Flask Software
This text is taken from Johnson, Antonsen and Trosterud 2013
Software
User Interface
Thanks to the open-source community, there are numerous resources available
which make it easy to produce designs with good cross-browser compatibility.
Previously, troubleshooting these issues for each individual browser would take
time, when one would rather focus on implementation and basically, producing
usable software.
In this case, we used Twitter Bootstrap
to get the most
for less, and it has resulted in an easy to use and very minimal layout.
The layout works simultaneously on all the major browsers
for desktop operating systems, as well as the most popular mobile browsers.

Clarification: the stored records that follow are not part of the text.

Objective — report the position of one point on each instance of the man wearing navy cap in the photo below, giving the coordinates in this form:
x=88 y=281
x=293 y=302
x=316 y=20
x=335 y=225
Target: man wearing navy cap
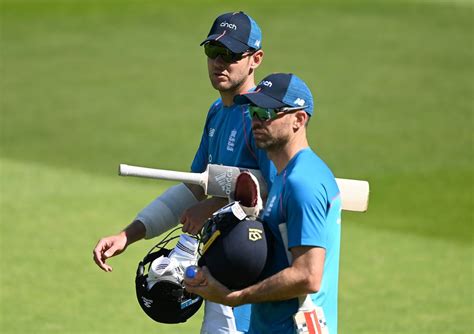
x=302 y=214
x=233 y=50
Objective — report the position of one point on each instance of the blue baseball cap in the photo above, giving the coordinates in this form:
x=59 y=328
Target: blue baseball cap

Thus, there is no real need to produce code specific to
Apple's iOS or the Android operating system, or pay for the licensing setup
involved with iOS development, and we get all of these things for free.
Server Architecture
Having to not worry about the design meant that there was more time left for
developing functionality. Our dictionary is based on
Flask, a light, and flexible web
framework for Python.
As mentioned above, the lexical data used in this application is stored in an
XML format, with one file per language pair, per direction (thus making
separate files for language 1 to language 2, and language 2 to language 1).

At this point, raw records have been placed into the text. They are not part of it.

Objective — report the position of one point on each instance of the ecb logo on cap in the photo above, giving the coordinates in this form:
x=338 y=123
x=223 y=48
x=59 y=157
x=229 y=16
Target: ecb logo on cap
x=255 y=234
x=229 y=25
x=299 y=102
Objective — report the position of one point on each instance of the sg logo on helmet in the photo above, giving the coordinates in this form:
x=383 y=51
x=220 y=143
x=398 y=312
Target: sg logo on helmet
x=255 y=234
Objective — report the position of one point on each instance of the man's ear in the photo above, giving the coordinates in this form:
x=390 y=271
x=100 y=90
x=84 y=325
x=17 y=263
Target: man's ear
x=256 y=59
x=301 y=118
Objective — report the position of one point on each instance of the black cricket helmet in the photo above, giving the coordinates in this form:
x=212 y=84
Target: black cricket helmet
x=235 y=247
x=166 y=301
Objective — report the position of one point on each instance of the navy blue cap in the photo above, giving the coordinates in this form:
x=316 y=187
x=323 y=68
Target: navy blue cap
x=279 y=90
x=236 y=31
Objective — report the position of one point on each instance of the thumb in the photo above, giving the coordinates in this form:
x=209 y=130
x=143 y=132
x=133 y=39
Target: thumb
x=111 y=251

These files range in size from 2MB to 5MB, and are used in the live site,
without the need for a relational database to store the data. On our server,
queries end up being quite fast, but to ensure that this continues to be true
for larger dictionaries, we have also used one of the quickest XML libraries
for Python currently available, lxml,
benchmarks.
This allows us to
simply update the files, and restart the service, and any new lexical entries
are immediately available to users.
Because the application relies on external tools for lemmatisation and tagging,
communication between these processes are stored in an in-memory cache. All
analyses are cached by lemma, and all generated forms are cached by lemma and
tag. Thus, when a future query includes a compound word containing one of these
lemmas, we can just retrieve base forms from the cache, instead of sending them
directly to the external tools.
The need for a cache arose in response to the start-up time for some of the larger
FSTs, however once running, actual lookups are extremely fast. For
now caching is enough, however if usage and load indicate that optimisation is
necessary, one possible solution is to keep the external tools running in
separate processes, and simply communicate with them via sockets. There are a
variety of solutions for this, such that the work necessary would be minimal.

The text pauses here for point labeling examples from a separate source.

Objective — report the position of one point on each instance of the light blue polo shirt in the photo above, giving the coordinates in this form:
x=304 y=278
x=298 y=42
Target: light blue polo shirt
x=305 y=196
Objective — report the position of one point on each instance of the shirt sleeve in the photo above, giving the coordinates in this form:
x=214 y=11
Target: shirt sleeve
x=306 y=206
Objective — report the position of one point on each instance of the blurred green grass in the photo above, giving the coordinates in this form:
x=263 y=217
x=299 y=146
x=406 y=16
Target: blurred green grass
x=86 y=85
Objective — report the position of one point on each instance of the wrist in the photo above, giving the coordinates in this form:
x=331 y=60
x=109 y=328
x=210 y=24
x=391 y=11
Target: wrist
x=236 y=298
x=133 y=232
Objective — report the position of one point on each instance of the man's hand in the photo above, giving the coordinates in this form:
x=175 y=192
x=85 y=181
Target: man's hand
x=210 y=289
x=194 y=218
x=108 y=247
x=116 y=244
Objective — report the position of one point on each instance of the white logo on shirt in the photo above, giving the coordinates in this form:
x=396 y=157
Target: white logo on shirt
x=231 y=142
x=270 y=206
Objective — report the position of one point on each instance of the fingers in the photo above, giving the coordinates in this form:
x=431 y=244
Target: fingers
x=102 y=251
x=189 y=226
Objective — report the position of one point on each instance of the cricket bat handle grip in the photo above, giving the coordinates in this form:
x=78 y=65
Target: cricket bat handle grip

Our previous wordform dictionaries demanded installation in two steps:
installing a separate dictionary program (StarDict for Windows and Linux; and
the preinstalled Dictionary.app for Mac OS X), and then downloading and installing
the linguistic files in the dictionary program. New and updated dictionary
versions demanded new downloading and installing. Our new, web-based approach
naturally avoids all of this, as users only require the URL. The web
dictionary may also be updated by the providers at any time, without the need
for users to be aware of and perform the updates themselves.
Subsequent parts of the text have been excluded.